Across China, cash is no longer king. Neither is plastic, which never found mass traction with the Chinese population anyway. What reigns supreme now is mobile payments. Every day, millions of consumers wave their smartphones to pay for just about anything: noodles at street-side food stalls, vegetables at produce markets, highway tolls, bus fares, taxi rides, and traffic fines. One beggar in Beijing was even spotted with a placard that read, “Recommend using WeChat Pay.”
As a sign of just how fierce and wide-ranging the battle for mobile payments is, the fight is now coming to an unlikely arena: Prison.
Alipay, digital payment giant Ant Financial’s mobile platform, confirmed on Monday (Jan. 14) that it has rolled out a new feature allowing prisoners to receive and spend money. The service, dubbed “prison pay” (in Chinese) by Beijing’s Prison Administration Bureau, which implemented the feature late last year, allows family members to send money to inmates for purchasing daily items.
According to Beijing News (in Chinese), family members, after having their identity verified to prove their relation to the prisoner, are allowed to make one transfer of up to 1,000 yuan (roughly $148) each month per inmate. The inmate’s account total cannot exceed 5,000 yuan.
Beijing is currently the only city in China that provides its inmates with the prison pay service, according to Sixth Tone. But given how competitive the mobile payments market is, other cities might well follow suit in due course.
At the forefront of China’s high-stakes mobile payments revolution are two of the world’s most valuable companies, Alibaba and Tencent. Alipay grew out of Alibaba—Ant is an affiliate—and WeChat Pay is owned by the latter. Together they handle about 93 percent of all cashless mobile transactions in China. In 2017, these totaled $15.4 trillion (paywall)–more than 40 times the amount processed in the United States in such transactions. By building all-in-one platforms that blend social media, commerce, and banking, the two technology titans are pushing traditional banks aside and taking on ever-growing roles in the daily transactions of hundreds of millions of citizens.
In the United States, inmates held at federal correctional facilities have accounts that they can use to purchase items. Money can be deposited into an inmate’s account electronically via money transfer services like MoneyGram—which Ant Financial tried and failed to acquire as part of a bid to expand globally—or Western Union, or by money order through the mail.

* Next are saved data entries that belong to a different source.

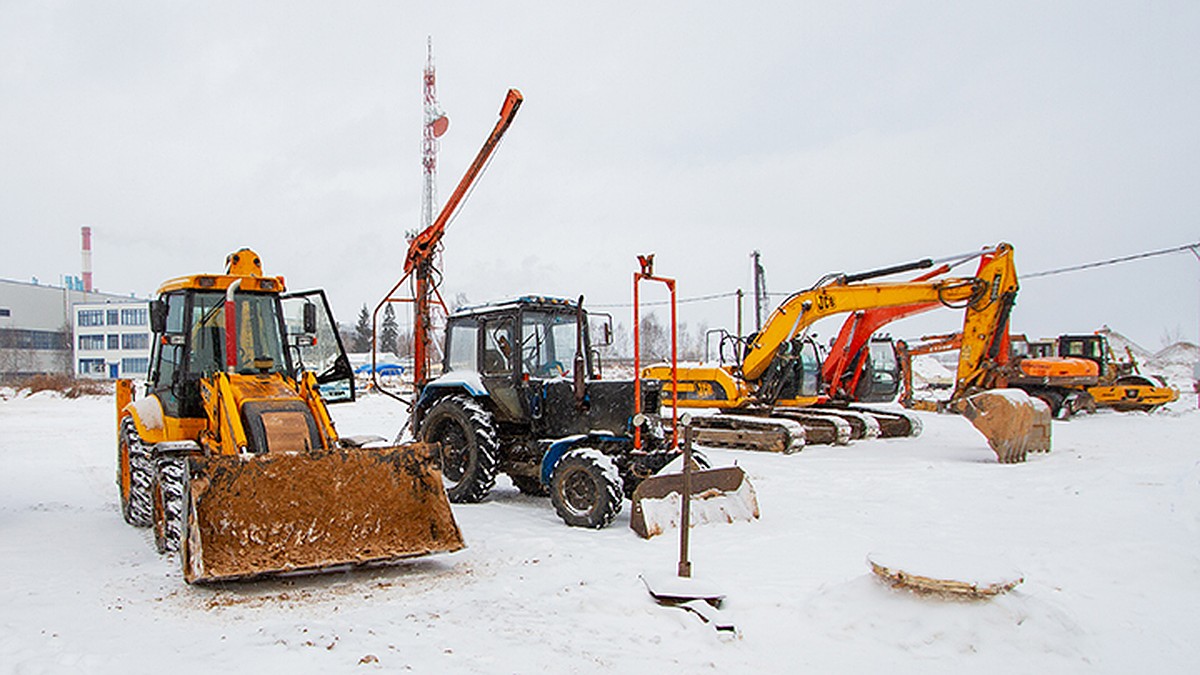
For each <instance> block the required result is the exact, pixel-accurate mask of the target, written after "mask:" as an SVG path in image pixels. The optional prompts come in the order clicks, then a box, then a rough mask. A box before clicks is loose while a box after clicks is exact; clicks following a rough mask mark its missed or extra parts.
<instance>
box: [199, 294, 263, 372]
mask: <svg viewBox="0 0 1200 675" xmlns="http://www.w3.org/2000/svg"><path fill="white" fill-rule="evenodd" d="M234 312H235V313H234V316H235V322H236V323H235V325H236V335H235V344H236V345H238V354H236V362H235V363H236V365H235V369H236V371H238V372H244V374H250V372H286V371H287V360H286V357H284V352H283V339H282V335H281V334H280V317H278V313H277V298H276V295H271V294H262V295H260V294H252V293H235V294H234ZM190 328H191V339H192V340H191V342H192V350H191V357H190V359H188V371H190V372H192V374H196V375H208V374H211V372H216V371H220V370H224V369H226V334H224V333H226V318H224V293H212V292H198V293H196V295H194V297H193V300H192V317H191V322H190Z"/></svg>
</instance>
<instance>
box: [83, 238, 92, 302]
mask: <svg viewBox="0 0 1200 675" xmlns="http://www.w3.org/2000/svg"><path fill="white" fill-rule="evenodd" d="M83 289H84V291H86V292H89V293H91V228H90V227H88V226H86V225H85V226H83Z"/></svg>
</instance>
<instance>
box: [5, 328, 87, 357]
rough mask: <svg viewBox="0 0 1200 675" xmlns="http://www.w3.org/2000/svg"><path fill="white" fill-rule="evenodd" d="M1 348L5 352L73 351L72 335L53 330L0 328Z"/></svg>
mask: <svg viewBox="0 0 1200 675" xmlns="http://www.w3.org/2000/svg"><path fill="white" fill-rule="evenodd" d="M0 348H4V350H62V351H70V350H71V335H70V334H67V333H54V331H52V330H24V329H18V328H12V329H10V328H0Z"/></svg>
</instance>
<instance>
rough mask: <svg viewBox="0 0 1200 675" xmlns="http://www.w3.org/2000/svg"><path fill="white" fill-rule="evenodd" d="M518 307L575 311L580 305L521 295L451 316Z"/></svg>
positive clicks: (499, 310)
mask: <svg viewBox="0 0 1200 675" xmlns="http://www.w3.org/2000/svg"><path fill="white" fill-rule="evenodd" d="M517 307H538V309H565V310H571V311H575V310H576V309H577V307H578V303H576V301H575V300H569V299H566V298H552V297H550V295H521V297H520V298H512V299H510V300H500V301H498V303H485V304H480V305H468V306H464V307H460V309H458V310H456V311H455V312H454V315H451V316H470V315H476V313H491V312H496V311H502V310H509V309H517Z"/></svg>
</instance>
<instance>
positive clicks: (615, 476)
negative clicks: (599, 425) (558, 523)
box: [550, 448, 624, 530]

There are also alternative electronic services like JPay, one of the largest prison financial service providers in the U.S. that handles money transactions for 70 percent of the country’s inmates. Depending on the amount sent and in which state they are sending the funds, transaction fees can be as high as 35 to 45 percent, according to the Center for Public Integrity. Alipay, meanwhile, isn’t charging a handling fee for the service.
(The JPay service is also not foolproof. Last year, hundreds of inmates in Idaho hacked the system and inflated their personal JPay accounts with hundreds of thousands of dollars of credit.)
While Alipay continues to roll out innovative features like the prison pay service to stake its claim on China’s lucrative mobile payments market, it also added a cheeky comment to its statement this week: “We hope you won’t get to use these services.”